Member 23rd Senate of Puerto Rico
- In office January 2, 2005 – January 4, 2005
- Succeeded by: Pedro Rosselló

Personal details
- Party: New Progressive Party (PNP)
- Profession: Politician

= Víctor David Loubriel =

Puerto Rican politician

Víctor David Loubriel Ortiz is a Puerto Rican politician and former member of the Senate of Puerto Rico for the New Progressive Party (PNP).

Loubriel presented his candidacy for the Senate of Puerto Rico before 2004. He ran for a candidate slot in the 2003 primaries obtaining the most votes in his district (Arecibo).

In the 2004 general election, Loubriel won a seat in the 23rd Senate of Puerto Rico to represent the district of Arecibo, along with José Emilio González Velázquez. Loubriel finished in second place, with 123,503 votes (24.8%), more than 6,000 votes over the third candidate.

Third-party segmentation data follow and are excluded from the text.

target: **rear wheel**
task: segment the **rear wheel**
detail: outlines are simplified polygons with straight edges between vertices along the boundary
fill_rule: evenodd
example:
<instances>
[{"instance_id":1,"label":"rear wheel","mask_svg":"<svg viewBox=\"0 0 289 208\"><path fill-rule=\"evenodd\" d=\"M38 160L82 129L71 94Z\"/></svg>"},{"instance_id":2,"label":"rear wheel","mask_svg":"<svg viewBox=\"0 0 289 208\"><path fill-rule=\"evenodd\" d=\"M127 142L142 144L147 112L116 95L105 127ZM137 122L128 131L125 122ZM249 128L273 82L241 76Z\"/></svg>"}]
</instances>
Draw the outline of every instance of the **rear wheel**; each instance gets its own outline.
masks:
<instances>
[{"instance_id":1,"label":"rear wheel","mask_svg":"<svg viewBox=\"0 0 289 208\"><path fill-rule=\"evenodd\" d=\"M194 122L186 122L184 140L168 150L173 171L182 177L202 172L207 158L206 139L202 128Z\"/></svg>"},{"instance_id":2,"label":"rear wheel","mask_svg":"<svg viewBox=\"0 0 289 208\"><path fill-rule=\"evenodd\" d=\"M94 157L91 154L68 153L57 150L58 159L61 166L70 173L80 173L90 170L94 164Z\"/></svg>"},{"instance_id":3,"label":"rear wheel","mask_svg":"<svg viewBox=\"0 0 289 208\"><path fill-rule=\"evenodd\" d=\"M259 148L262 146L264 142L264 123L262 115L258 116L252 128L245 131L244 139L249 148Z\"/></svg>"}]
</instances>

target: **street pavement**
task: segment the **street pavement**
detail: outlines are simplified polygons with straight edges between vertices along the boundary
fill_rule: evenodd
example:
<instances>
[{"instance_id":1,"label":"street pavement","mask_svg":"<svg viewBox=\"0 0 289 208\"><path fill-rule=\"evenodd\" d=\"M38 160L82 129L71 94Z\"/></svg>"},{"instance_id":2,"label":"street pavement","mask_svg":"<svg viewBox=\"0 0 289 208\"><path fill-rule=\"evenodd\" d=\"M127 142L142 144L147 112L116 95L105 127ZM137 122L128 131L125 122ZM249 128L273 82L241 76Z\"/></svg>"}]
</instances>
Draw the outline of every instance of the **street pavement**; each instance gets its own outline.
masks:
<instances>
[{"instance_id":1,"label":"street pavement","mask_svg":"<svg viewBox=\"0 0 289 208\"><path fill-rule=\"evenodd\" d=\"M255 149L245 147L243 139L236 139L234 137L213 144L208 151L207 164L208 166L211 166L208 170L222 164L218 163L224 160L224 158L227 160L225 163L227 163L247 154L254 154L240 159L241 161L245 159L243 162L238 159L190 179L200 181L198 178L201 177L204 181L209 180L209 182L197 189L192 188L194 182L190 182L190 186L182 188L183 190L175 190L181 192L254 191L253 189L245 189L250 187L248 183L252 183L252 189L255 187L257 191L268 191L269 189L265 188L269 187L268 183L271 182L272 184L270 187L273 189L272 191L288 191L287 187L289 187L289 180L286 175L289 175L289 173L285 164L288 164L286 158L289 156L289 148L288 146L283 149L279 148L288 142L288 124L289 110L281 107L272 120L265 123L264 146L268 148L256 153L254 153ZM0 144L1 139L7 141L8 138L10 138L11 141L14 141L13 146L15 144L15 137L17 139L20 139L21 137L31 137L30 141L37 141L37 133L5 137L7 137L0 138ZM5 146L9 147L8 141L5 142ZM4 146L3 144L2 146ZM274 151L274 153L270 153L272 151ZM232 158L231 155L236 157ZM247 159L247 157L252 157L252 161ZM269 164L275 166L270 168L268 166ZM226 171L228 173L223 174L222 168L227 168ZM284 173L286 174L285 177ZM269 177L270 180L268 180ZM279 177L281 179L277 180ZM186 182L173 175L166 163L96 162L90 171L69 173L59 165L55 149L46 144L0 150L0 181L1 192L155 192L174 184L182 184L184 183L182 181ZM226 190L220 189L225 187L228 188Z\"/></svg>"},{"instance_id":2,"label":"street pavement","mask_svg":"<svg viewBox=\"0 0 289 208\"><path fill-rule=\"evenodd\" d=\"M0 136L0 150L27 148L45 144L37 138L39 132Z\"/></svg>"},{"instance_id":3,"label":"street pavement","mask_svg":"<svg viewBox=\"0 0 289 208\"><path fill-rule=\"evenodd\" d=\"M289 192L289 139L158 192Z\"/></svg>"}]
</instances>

Loubriel gained notoriety when he resigned to his seat two days after being sworn in. His vacancy was filled by Pedro Rosselló, who had just lost his bid for a third term as governor. As senator, Rosselló led a power struggle against fellow senator and party member Kenneth McClintock for the presidency of the Senate. Because of this, several sources argued that Loubriel might have received money or benefits in exchange for his seat. Loubriel denied the charges.